Inhibition of Teffs by 100 day mSOD1 Tregs is dependent on IL-4, IL-10, and TGF-β. Teffs were co-cultured with corresponding Tregs for 3 days with or without blocking antibodies to IL-4, IL-10, and TGF-β. Teffs proliferation was measured and suppressive activity of Tregs on Teffs was calculated. (a) The inhibition rate of 100 day or 160 day mSOD1 Tregs on mSOD1 Teffs was similar as the rate of wild-type (WT) Tregs on WT Teffs. The combination of neutralizing antibodies to IL-4, IL-10, and TGF-β decreased the inhibition rate of 100 day mSOD1 Tregs, but these 3 antibodies together did not change the inhibition rate of WT Tregs on WT Teffs or 160 day old Tregs on 160 day Teffs. Neither two of these 3 antibodies blocked the suppressive effect of 100 day, 160 day mSOD1 Tregs or WT Tregs. (b) One hundred day mSOD1 Tregs or 160 day mSOD1 Tregs inhibited IFN-γ mRNA in Teffs to the similar levels as those in WT Teffs and Tregs co-cultures.
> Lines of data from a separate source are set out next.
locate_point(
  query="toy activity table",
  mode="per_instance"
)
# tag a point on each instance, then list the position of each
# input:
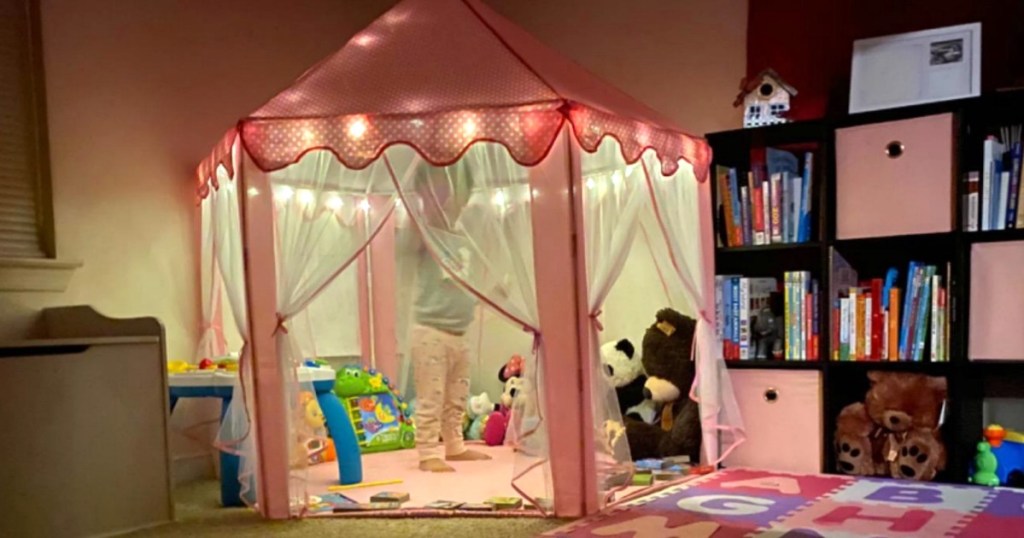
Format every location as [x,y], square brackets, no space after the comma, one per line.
[218,383]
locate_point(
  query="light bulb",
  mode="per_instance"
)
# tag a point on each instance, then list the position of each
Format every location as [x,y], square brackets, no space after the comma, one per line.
[284,194]
[357,128]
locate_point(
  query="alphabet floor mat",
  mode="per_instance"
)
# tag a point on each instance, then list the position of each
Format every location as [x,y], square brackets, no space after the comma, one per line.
[743,502]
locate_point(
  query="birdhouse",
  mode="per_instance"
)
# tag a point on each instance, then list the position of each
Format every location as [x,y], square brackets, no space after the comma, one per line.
[765,98]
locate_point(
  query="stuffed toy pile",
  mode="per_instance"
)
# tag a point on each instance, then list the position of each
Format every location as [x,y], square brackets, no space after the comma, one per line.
[895,431]
[625,373]
[667,359]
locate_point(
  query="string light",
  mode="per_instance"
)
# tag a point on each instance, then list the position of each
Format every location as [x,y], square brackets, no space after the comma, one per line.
[284,193]
[357,128]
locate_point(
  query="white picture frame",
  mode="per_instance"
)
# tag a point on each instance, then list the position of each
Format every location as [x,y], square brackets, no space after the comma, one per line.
[915,68]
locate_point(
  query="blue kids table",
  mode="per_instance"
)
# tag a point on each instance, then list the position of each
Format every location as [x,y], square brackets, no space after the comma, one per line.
[218,383]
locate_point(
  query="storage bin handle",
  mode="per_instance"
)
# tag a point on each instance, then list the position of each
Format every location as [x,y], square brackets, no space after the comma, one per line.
[895,150]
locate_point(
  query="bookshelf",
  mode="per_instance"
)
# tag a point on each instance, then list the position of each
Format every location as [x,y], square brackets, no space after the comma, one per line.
[972,381]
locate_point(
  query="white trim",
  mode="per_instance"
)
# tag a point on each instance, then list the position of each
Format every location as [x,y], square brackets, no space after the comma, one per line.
[36,275]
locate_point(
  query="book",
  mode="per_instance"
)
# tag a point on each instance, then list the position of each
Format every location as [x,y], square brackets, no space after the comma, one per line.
[878,303]
[725,196]
[904,325]
[1015,177]
[894,296]
[868,335]
[992,150]
[815,321]
[757,212]
[806,201]
[971,202]
[859,335]
[744,214]
[854,330]
[737,215]
[844,330]
[1000,219]
[924,312]
[776,208]
[766,208]
[744,319]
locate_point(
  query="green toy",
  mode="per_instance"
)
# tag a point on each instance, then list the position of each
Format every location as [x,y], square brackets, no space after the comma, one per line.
[378,413]
[985,465]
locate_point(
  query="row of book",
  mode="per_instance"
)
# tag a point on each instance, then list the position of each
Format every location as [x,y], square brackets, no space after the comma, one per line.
[756,320]
[994,194]
[772,204]
[879,320]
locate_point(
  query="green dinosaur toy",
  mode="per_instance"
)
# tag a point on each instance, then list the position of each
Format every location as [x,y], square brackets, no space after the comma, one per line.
[984,465]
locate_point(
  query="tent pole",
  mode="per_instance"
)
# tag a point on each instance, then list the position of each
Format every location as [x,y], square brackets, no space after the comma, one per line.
[554,263]
[268,379]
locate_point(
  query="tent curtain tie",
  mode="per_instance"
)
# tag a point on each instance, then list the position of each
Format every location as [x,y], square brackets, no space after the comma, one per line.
[595,319]
[280,328]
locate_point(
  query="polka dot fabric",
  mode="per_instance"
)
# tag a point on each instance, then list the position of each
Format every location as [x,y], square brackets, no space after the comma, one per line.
[440,75]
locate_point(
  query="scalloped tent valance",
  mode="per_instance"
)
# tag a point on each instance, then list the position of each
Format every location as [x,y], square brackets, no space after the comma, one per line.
[439,75]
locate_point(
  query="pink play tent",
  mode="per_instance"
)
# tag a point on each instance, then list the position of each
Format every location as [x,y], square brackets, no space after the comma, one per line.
[567,172]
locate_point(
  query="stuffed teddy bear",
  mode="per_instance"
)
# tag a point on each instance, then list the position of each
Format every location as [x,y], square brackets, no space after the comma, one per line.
[667,359]
[626,374]
[899,420]
[858,451]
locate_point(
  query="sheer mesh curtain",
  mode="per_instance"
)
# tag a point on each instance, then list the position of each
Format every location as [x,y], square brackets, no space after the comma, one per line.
[484,242]
[238,431]
[612,197]
[323,220]
[211,342]
[676,220]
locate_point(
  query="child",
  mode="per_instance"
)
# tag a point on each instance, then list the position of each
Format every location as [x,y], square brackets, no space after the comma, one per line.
[442,313]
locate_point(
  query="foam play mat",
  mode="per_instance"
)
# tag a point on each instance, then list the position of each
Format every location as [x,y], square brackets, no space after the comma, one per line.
[747,502]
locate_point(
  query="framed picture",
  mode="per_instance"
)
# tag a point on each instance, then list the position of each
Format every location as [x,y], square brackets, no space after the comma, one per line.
[915,68]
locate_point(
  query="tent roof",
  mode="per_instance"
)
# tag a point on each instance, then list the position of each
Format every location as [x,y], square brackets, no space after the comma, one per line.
[439,75]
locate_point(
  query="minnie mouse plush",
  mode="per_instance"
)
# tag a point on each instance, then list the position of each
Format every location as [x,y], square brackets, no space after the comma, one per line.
[498,422]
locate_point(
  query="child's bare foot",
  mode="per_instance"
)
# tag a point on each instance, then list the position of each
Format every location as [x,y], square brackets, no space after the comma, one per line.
[469,455]
[435,465]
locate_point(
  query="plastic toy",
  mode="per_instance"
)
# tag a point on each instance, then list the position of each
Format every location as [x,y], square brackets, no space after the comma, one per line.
[377,412]
[1000,454]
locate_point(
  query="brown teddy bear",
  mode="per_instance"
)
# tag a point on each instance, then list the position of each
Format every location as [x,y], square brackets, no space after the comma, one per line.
[898,401]
[919,455]
[898,424]
[667,359]
[858,451]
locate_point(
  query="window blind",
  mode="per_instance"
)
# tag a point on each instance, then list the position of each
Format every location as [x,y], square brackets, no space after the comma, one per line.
[20,185]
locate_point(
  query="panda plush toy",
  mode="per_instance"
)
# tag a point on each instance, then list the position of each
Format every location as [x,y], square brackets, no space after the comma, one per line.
[625,372]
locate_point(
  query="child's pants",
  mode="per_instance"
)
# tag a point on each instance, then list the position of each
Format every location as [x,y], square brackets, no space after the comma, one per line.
[440,363]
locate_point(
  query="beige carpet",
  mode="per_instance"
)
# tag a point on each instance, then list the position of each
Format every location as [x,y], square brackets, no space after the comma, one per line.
[199,513]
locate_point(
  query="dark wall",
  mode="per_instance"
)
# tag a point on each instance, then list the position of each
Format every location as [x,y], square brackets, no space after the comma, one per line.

The addition of neutralizing antibodies to IL-4, IL-10, and TGF-β increased IFN-γ expression in 100 day mSOD1 Teffs and Tregs co-cultures, but did not change the levels of IFN-γ in either WT Teffs + Tregs or 160 day mSOD1 Teffs + Tregs co-cultures. Data shown as mean±SE of three independent experiments with duplicate or triplicate wells. *p&p<0.05, vs. 100 day mSOD1 Teffs; ##p<0.01 vs. Teffs in each group; ‡p<0.05, ‡‡p<0.01 vs. 100 day mSOD1 Teffs + Tregs without blocking antibodies; Δp<0.05, ΔΔp<0.01 vs. WT Teffs + Tregs + 3 blocking antibodies. Ab = antibody; Tc = T cells; WT = wild-type.